The real shift is toward a middle layer: enterprise connectivity platforms that take telecom complexity and present it as something IT, finance and operations can actually manage.
This is where the SaaS comparison makes sense. Enterprise buyers are used to tools where they can add users, assign permissions, monitor usage, control spend, view analytics and change settings without opening a ticket for every small adjustment.
Connectivity is now being pulled into that expectation.
A SaaS-style connectivity approach does not mean telecom disappears. Someone still needs carrier relationships, roaming agreements, compliance, network access and provisioning infrastructure. It means the enterprise experience changes. The buyer does not want to manage the telecom plumbing directly. They want a control layer that makes the plumbing usable.
SureSIM fits into this part of the conversation as one example of an enterprise eSIM platform focused on global workforce and device connectivity. Its positioning is not built around selling one-off travel plans, but around central management, visibility, cost control and deployment across international teams. SureSIM Global describes access to 450+ local carrier networks across 200+ destinations on one plan and agreement.
The important point is not that every company should choose this model. It is this model that answers a buyer’s need that traditional telco procurement often struggles with: faster operational control. enterprise roaming management
What buyers are really moving away from
Enterprises are not moving away from telcos because telcos are irrelevant.
They are moving away from rigid procurement patterns.
They are moving away from waiting weeks for changes that should take minutes.
They are moving away from scattered roaming bolt-ons.
They are moving away from physical SIM logistics.
They are moving away from bills that explain the cost only after it has already happened.
They are moving away from connectivity models where IT cannot see enough and finance cannot control enough.
That distinction matters. Vodafone Business may be the right answer for a company that wants a full enterprise telecom relationship. 1GLOBAL may suit businesses looking for deeper infrastructure, provisioning or embedded connectivity capabilities. Airalo for Business or Holafly Connect may be practical for companies that mainly need easier team travel data. GigSky may make sense for particular travel, aviation or maritime use cases.
SureSIM’s role is narrower and more operational: enterprise eSIM control for companies that want global mobile data managed more like a platform than a roaming add-on.

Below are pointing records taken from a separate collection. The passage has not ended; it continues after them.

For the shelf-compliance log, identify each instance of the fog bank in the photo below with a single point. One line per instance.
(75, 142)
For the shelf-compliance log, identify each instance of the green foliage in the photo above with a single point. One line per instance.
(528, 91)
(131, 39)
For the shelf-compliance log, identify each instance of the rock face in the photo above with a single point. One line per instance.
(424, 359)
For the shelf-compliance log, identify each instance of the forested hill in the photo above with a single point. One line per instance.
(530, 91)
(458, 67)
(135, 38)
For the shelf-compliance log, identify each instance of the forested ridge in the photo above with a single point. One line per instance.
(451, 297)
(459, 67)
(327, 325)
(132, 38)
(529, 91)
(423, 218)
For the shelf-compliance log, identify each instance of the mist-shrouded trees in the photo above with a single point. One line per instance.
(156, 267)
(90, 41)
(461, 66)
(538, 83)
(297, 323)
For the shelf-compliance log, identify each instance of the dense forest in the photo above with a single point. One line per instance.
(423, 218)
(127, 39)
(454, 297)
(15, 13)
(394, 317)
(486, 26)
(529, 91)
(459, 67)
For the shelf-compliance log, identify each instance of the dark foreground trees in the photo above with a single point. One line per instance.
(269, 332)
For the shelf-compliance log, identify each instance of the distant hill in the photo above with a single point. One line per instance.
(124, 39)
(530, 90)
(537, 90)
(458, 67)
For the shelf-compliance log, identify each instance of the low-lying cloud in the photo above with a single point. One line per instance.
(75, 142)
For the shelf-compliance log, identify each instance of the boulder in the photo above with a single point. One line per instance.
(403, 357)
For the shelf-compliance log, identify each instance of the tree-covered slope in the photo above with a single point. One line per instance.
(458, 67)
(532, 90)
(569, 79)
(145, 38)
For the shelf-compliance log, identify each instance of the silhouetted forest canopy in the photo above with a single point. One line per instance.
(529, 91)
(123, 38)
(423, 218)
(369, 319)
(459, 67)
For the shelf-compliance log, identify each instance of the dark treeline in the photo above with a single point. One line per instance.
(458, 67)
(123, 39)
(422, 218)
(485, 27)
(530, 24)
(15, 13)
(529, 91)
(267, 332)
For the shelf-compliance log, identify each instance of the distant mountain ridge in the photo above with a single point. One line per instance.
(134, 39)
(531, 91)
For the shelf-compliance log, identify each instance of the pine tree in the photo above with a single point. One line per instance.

The next procurement question
The old enterprise telecom question was: “Which operator gives us the best corporate plan?”

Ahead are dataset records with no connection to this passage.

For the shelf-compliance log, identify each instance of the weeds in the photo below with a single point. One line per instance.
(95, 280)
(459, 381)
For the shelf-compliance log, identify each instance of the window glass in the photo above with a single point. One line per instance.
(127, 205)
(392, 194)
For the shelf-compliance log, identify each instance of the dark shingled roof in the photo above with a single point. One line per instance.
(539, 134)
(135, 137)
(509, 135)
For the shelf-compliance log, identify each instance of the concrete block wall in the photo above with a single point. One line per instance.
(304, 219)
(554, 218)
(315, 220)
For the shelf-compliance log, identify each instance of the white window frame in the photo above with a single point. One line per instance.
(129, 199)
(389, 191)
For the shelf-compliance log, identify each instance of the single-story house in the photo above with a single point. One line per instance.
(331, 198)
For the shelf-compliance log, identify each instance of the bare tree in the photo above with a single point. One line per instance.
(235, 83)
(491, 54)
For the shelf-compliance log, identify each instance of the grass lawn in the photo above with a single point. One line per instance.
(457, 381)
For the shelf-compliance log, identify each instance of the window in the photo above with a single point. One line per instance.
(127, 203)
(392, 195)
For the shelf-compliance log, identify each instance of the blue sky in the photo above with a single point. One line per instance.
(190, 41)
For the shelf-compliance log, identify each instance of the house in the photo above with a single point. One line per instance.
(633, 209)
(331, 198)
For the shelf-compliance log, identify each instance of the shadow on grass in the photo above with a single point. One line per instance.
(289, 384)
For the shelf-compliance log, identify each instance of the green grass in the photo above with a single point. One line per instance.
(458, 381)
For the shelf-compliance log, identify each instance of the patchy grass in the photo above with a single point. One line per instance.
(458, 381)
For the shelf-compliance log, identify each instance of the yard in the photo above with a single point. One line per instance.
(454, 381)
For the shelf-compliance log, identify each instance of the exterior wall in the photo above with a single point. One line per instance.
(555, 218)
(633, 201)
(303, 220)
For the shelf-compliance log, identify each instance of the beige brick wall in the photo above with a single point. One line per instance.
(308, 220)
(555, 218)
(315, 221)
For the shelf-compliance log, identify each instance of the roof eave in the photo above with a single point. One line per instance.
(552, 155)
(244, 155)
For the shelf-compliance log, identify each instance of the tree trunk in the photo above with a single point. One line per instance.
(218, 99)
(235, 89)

The better question now is: “Which model gives us the right level of control?”
That answer will not be the same for every business. Some will stay with traditional telcos. Some will use travel-first business eSIM products. Some will need infrastructure-led providers. Some will want a focused enterprise eSIM management layer.
But the direction of travel is clear. Enterprise connectivity is becoming less about buying access and more about managing mobility as a live operational system.
READ MORE: Why Travel eSIMs Break at Enterprise Scale?
That is why the SaaS-style model is gaining ground. It matches how modern companies already buy and manage software: flexible, visible, user-based, policy-aware and easier to adjust.
Traditional telcos still own a huge part of the infrastructure story. They are not being replaced overnight. But the enterprise experience around connectivity is being rewritten.
And the providers that understand that shift, whether they come from telecom, travel eSIM, infrastructure or managed enterprise platforms, will be the ones that stay relevant.